The presence of multiple sweet taste signaling pathways is based on experiments suggesting that gurmarin inhibits some but not all sweet taste responses of the chorda tympani nerve to sweet molecules in experimental animal [44]. Investigators showed that gurmarin inhibition of sweet taste receptors was dependent on many factors, including temperature, suggesting that multiple factors, including peptides, environmental factors, and higher brain functions (such as emotion) may play a role in modulating taste perception. Yoshida et al. [47] recently demonstrated that the anorexigenic mediator and adipocyte hormone, leptin selectively suppresses sweet taste sensitivity via the adiposity receptor, Ob-Rb, in sweet taste cells. Whereas orexigenic mediators, endocannabinoids, notably, anandamide [N-arachidonoylethanolamine], and 2-arachidonoyl glycerol, selectively enhance sweet taste via cannabinoid receptor type 1 in sweet taste cells. These mediators act centrally in the hypothalamus and limbic forebrain [47]. While this present work did not find any study investigating the effect of insulin on sweet taste receptors, it could be expected that increase in insulin secretion signaling will lead to suppression of sweet taste, while glucagon will enhance sweet taste perception in sweet taste cells.

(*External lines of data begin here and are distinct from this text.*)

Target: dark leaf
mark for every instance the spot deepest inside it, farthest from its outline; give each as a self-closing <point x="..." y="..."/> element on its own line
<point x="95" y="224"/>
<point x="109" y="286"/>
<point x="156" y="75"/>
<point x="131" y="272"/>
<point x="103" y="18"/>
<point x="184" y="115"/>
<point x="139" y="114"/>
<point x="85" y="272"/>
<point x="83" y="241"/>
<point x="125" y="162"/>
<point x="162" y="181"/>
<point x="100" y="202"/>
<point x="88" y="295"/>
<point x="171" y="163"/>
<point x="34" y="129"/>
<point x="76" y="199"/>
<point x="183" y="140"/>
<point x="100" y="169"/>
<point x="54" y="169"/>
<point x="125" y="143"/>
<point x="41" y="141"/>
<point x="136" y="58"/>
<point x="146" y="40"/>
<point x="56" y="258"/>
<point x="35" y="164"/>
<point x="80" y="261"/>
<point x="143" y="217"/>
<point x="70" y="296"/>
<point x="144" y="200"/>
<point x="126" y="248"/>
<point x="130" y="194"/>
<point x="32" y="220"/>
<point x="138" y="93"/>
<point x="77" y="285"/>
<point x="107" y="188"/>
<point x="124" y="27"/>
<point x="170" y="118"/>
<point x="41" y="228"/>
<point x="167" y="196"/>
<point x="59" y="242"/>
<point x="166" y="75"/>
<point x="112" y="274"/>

3. The Sweet Taste Receptor Heterodimer, T1R2+T1R3, as a Model Sensor of Glucose in the Neuroastroglial System: Window of Interaction with Cognitive Control Systems
Generally, sensors of glucose could be divided into plasma membrane glucosensors and intracellular glucosensors. The functions of these different types of glucosensors will be discussed in more details in another paper under preparation. In this section, only the plasma membrane glucosensor, T1R2+T1R3, is discussed, precisely, as a hypothalamic glucosensor serving to modulate metabolic and cognitive functions in the neuroastroglial system. However, it is important to note that there are numerous interactions between the plasma membrane and intracellular glucosensors, which will be briefly outlined in course of our discussion. At present, in the world literature, known plasma membrane receptors that serve as glucosensors are the second member of the glucose transporter (GLUT2) and the third member of sodium/glucose cotransporter, SGLT3. The heterodimer, T1R2+T1R3, is a fairly new member of the plasma membrane glucosensors.
As earlier noted, numerous sweet molecules can activate the T1R2+T1R3; however, because our discussion in this section is directed to the neuroastroglial system, we shall limit the ligand of sweet taste receptor to glucose molecule alone. This is because glucose is the chief metabolic substrate for the brain. The daily requirement of glucose for the brain of an adult is about 120 g of the total amount of 160 g of glucose needed daily for the whole organism [46, 48]. During brain activation (as in mental activities), glucose uptake by brain cells can be increased up to ~90%. Our previous analysis also showed that the contribution of blood glucose level necessary to maintain the function of the brain is about 40% and may increase to 90% or more during prolonged mental work [49–51]. During hypoglycemia, brain function is greatly reduced, but ketone bodies serve (especially during continuing and prolonged fasting) to provide a significant part of the energy needs of the brain [52, 53]. However, it should be noted that ketone bodies are not able to maintain or restore the normal function of the brain in the absence of glucose [46]. In our previous analysis, decrease in glucose level was associated with statistically significant decrease in brain functions [54]. The lowering of brain functions following decrease in blood glucose level, accompanied by a corresponding decrease in cerebral glucose level is reported by McNay and Sherwin [55] and reviewed by McNay and Cotero [56] and also documented elsewhere [57–59].
The mechanisms involved in the role of sweet taste signaling [24, 60–63] in cognitive functions may largely involve signaling through metabolic coupling; activity dependent signaling; cross-signaling, initiated by downstream effectors; and receptor cooperativity and associativity. These processes may be mediated through paracrine signaling, activities of extracellular ion sensors, and ion homeostasis, which in turn may modulate the functions of the neuroastroglial system.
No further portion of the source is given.